Invited Paper SS2+EM+TF-ThA3
Surface Chemistry of Silicon: Making the Connection to Molecules

Thursday, October 18, 2007, 2:40 pm, Room 611

The chemistry of semiconducting surfaces is a field of intense interest, not only for the prospect of exciting cutting edge applications, but also from a fundamental perspective.¹ Control over the surface reactivity of silicon and other semiconducting materials is critical for interfacing new molecular devices on chips and other nanotechnological applications, and to perhaps replace oxide overlayers as feature sizes on transistors become smaller than 50 nm. In this talk, we will attempt to provide a preliminary reactivity 'road map' towards understanding the organometallic surface chemistry of silicon that, interestingly, can vary greatly from that of silicon-based molecules. For example, by using the silicon surface as an electrode, electrochemistry can drive reactions that have no obvious parallels with molecular chemistry.
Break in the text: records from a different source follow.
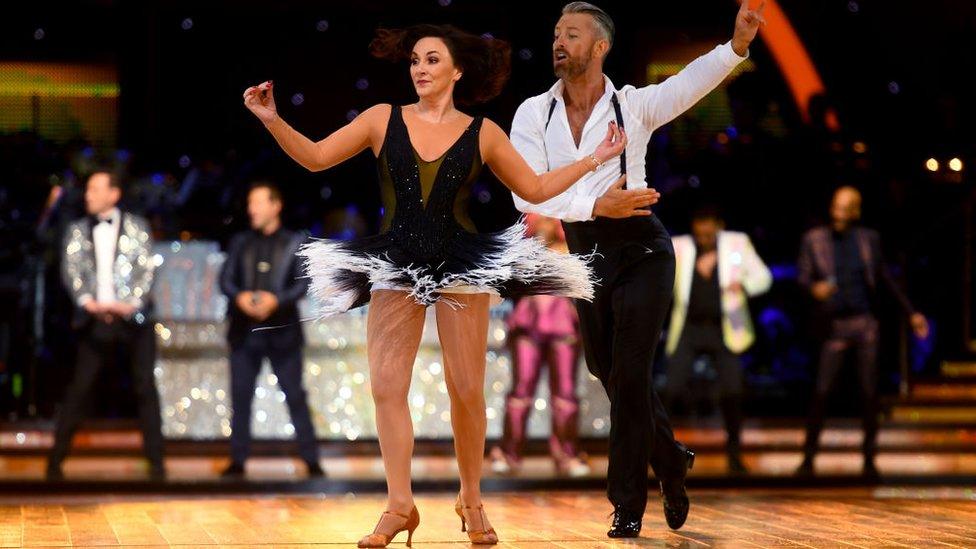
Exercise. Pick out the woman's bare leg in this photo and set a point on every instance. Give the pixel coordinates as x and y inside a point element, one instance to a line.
<point>463,332</point>
<point>393,332</point>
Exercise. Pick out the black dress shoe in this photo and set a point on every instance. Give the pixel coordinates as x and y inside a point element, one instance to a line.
<point>234,470</point>
<point>314,469</point>
<point>676,502</point>
<point>626,523</point>
<point>870,471</point>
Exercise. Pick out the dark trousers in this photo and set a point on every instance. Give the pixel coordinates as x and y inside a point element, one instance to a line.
<point>100,343</point>
<point>706,339</point>
<point>621,329</point>
<point>860,334</point>
<point>245,364</point>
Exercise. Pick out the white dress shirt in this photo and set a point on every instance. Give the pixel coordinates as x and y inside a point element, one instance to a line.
<point>643,110</point>
<point>105,236</point>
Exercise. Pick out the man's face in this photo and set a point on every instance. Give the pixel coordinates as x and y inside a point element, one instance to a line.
<point>705,232</point>
<point>845,208</point>
<point>574,45</point>
<point>262,208</point>
<point>100,196</point>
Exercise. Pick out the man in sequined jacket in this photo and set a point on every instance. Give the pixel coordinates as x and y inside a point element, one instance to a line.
<point>107,268</point>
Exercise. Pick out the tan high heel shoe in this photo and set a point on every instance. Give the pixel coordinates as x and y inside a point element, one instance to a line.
<point>477,537</point>
<point>382,539</point>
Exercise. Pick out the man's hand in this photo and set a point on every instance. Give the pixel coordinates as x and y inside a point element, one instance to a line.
<point>747,23</point>
<point>920,325</point>
<point>823,290</point>
<point>267,304</point>
<point>245,302</point>
<point>705,264</point>
<point>94,308</point>
<point>618,202</point>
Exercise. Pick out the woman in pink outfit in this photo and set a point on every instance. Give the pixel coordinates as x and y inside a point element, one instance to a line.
<point>543,331</point>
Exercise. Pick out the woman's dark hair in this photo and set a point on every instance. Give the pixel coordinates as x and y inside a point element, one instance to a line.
<point>485,61</point>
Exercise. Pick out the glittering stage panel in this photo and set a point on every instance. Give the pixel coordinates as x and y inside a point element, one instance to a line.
<point>192,370</point>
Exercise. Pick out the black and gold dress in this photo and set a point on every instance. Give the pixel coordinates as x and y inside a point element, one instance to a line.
<point>428,245</point>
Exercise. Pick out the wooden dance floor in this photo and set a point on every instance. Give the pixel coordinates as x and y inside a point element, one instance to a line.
<point>888,517</point>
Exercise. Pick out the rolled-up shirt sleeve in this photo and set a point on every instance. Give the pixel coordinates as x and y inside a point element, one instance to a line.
<point>528,137</point>
<point>658,104</point>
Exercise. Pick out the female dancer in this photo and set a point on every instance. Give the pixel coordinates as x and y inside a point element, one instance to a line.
<point>543,330</point>
<point>429,253</point>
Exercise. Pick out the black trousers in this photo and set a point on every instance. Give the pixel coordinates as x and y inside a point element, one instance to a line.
<point>245,365</point>
<point>706,339</point>
<point>621,329</point>
<point>100,343</point>
<point>860,334</point>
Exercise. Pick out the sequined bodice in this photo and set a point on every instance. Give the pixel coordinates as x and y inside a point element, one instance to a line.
<point>425,204</point>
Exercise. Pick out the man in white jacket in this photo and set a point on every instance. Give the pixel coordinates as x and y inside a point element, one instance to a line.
<point>716,271</point>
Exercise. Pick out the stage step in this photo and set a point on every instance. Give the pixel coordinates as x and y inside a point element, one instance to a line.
<point>708,438</point>
<point>934,413</point>
<point>944,391</point>
<point>959,369</point>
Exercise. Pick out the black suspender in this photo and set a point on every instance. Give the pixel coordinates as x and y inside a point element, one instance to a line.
<point>620,124</point>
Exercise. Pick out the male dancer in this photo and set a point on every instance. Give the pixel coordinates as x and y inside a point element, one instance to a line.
<point>622,326</point>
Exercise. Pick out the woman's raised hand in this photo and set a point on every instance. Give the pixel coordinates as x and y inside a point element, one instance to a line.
<point>260,101</point>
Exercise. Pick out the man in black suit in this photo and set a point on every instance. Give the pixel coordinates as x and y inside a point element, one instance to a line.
<point>107,268</point>
<point>842,268</point>
<point>261,279</point>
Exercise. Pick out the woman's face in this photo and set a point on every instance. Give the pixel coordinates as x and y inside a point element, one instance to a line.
<point>432,69</point>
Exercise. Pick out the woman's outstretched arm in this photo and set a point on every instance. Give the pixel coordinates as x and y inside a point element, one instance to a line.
<point>366,130</point>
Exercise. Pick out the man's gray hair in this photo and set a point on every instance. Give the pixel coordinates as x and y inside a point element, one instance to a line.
<point>604,25</point>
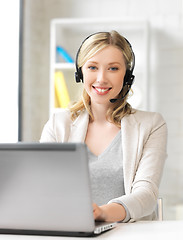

As a result, molecules as diverse as alkynes and tetraalkylammonium salts can serve as organic sources to prepare organic monolayers directly on silicon, bound through Si-C bonds.² We will also discuss our latest results concerning the patterning of silicon surface reactivity on the nanoscale (features sizes<30 nm); both conjugated organic monolayers and monodisperse metallic nanocrystallites can be interfaced directly to the surface of silicon for a variety of applications.

¹ Buriak, J. M. "Organometallic Chemistry on Silicon and Germanium Surfaces", Chemical Reviews, 2002, 102, 1271-1308.
² Wang, D.; Buriak, J. M. "Trapping Silicon Surface-Based Radicals", Langmuir, 2006, 22 6214-6221.